The Robin Hoods in this northern Greek town sport rubber gloves, fuses and orange stickers.
Nearly two years of pay cuts, job cuts and tax hikes have pummeled living standards in debt-crippled Greece and the country is facing record unemployment and a fourth year of recession in 2012. On a personal level, that means many in Veria can’t pay for basic necessities such as electricity and end up getting cut off from the grid.
That’s where the “Citizens of Veria” activists step in.
The group illegally reconnects needy households back to the electric grid in a direct challenge to the country’s dominant power provider, the Public Power Corporation.
“By cutting off power, (PPC) punishes young children, elderly people and generally those who can’t cope without it,” said activist Nikos Aslanoglou. “We decided that we had to reconnect them. We’re not hiding, everybody knows who we are.”
He says the group has so far reconnected dozens of households, particularly in the villages and small towns outlying Veria.
Greece sank into a financial crisis in 2009 after it emerged that authorities had been falsifying financial data for years. The fallout from that blocked the country’s access to bond markets. Greece only escaped bankruptcy with a euro110 billion ($147 billion) international rescue loan in May 2010, and when that was not enough, a second, euro130 billion ($174 billion) rescue deal that awaits final approval.
In return, the government has promised to slash bloated budget deficits through harsh austerity measures.
As jobs become rarer and worse-paid, many in this northern farming region are falling through a weakening social safety net. In the village of Agia Marina, 9 miles (15 kilometers) from Veria, activists recently reconnected the house of a disabled, 34-year-old single mother, who lives with four of her five children.
As they left, they placed an orange sticker on the electricity meter that reads: “Citizens of Veria. Social solidarity. We are reconnecting the power.”
The woman’s eldest daughter, a 19-year-old student, said before the activists came her siblings — aged from 6 to 18 — had to study by candlelight or with oil lamps in an unheated house.
“Our only income is a euro400-euro500 ($535-$668) welfare payment every two months,” said the student, Vasso. “PPC disconnected us because we owed them money, and we were left in the dark for about a month, but then some gentlemen came and reconnected us. Now we have heating again.”
She didn’t want her full name used because she was afraid authorities would track down her family.
What the activists are doing is illegal and can be punished by more than ten years’ imprisonment depending on the size of the outstanding bills, although in most cases sentences do not exceed five years.

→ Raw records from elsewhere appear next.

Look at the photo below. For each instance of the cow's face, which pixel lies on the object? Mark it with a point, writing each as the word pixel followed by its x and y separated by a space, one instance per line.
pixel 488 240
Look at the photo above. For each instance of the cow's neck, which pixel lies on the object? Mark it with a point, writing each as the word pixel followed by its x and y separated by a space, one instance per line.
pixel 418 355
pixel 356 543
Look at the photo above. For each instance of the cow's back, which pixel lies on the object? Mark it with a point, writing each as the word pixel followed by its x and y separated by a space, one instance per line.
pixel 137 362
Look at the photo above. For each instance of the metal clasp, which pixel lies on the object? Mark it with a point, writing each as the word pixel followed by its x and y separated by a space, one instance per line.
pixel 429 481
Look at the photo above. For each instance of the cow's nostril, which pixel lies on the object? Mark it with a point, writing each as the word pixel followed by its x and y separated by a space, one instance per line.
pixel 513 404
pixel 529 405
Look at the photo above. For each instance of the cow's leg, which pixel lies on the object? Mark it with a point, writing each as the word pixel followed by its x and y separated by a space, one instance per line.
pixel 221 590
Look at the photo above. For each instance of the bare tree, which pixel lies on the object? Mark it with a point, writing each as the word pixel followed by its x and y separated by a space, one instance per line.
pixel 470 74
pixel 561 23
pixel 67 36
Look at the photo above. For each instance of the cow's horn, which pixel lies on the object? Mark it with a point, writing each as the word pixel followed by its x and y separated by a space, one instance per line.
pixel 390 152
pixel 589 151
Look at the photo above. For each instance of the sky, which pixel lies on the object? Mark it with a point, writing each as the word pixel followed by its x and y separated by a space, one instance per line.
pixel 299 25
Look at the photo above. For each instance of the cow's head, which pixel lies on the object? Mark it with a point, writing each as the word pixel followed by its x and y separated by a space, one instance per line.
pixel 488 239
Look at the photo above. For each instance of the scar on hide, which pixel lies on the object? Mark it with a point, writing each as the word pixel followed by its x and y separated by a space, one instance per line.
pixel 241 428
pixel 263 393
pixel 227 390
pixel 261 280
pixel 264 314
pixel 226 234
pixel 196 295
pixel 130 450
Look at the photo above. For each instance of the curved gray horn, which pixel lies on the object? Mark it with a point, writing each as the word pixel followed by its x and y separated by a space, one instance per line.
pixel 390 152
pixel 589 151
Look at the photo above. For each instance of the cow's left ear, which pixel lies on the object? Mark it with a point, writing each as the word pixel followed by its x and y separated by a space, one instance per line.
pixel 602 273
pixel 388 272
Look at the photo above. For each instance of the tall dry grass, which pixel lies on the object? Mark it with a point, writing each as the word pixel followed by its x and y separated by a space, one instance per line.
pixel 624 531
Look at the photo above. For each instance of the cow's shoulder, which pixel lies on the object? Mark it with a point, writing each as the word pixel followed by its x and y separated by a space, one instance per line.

“Greek law treats the theft of electricity like any other common theft,” University of Thessaloniki law professor Lambros Margaritis said.
Undeterred, a three-strong activist team recently reconnected a house in the small town of Meliki, where a 54-year-old woman lives with her two unemployed sons in their thirties. Working deftly, it took them 15 minutes.
“We’re not stealing, the electricity consumption is recorded,” Aslanoglou said. “The poor houseowners can’t face consequences, it’s us who do the reconnecting.”
Hence the stickers.
Veria activists claim their campaign is catching on in other parts of the country — particularly since the introduction in September of a deeply resented new property tax levied through power bills. People who can’t pay the new tax face losing their power supply.
That prospect has enraged even PPC employees, who staged a sit-in at a company office in Athens to disrupt the collection of the new emergency tax.
While the Veria municipal authority says have-nots should not be disconnected over the new tax, Mayor Haroula Ousountzoglou says the activists are going too far.
“What the group is doing may be very romantic, it is, however, dangerous,” Ousountzoglou told the AP. “PPC just goes and cuts off the electricity again, and imposes additional charges.”
In cases of repeated illegal reconnection, homeowners can also face prosecution — or have their link severed at the nearest electricity pole, a drastic move that activists are powerless to counter.
PPC public relations officer Kimon Stergiotis warned that the company is determined to protect its interests.
“To illegally reconnect cut power links poses severe threats to the life and property of unsuspecting citizens,” he said. “In any case, PPC will use the law to its utmost severity.”
Ousountzoglou said her town has about 330 families on a welfare program that sometimes includes assistance in paying power bills.
“But our funds are constantly dwindling, and I keep making the rounds of local firms to ask for contributions,” she added.
The Veria mayor has threatened to sue PPC if people who really can’t pay the property tax are left without power.
“We told them we’re not joking,” she said. “PPC can’t behave like that to needy people.”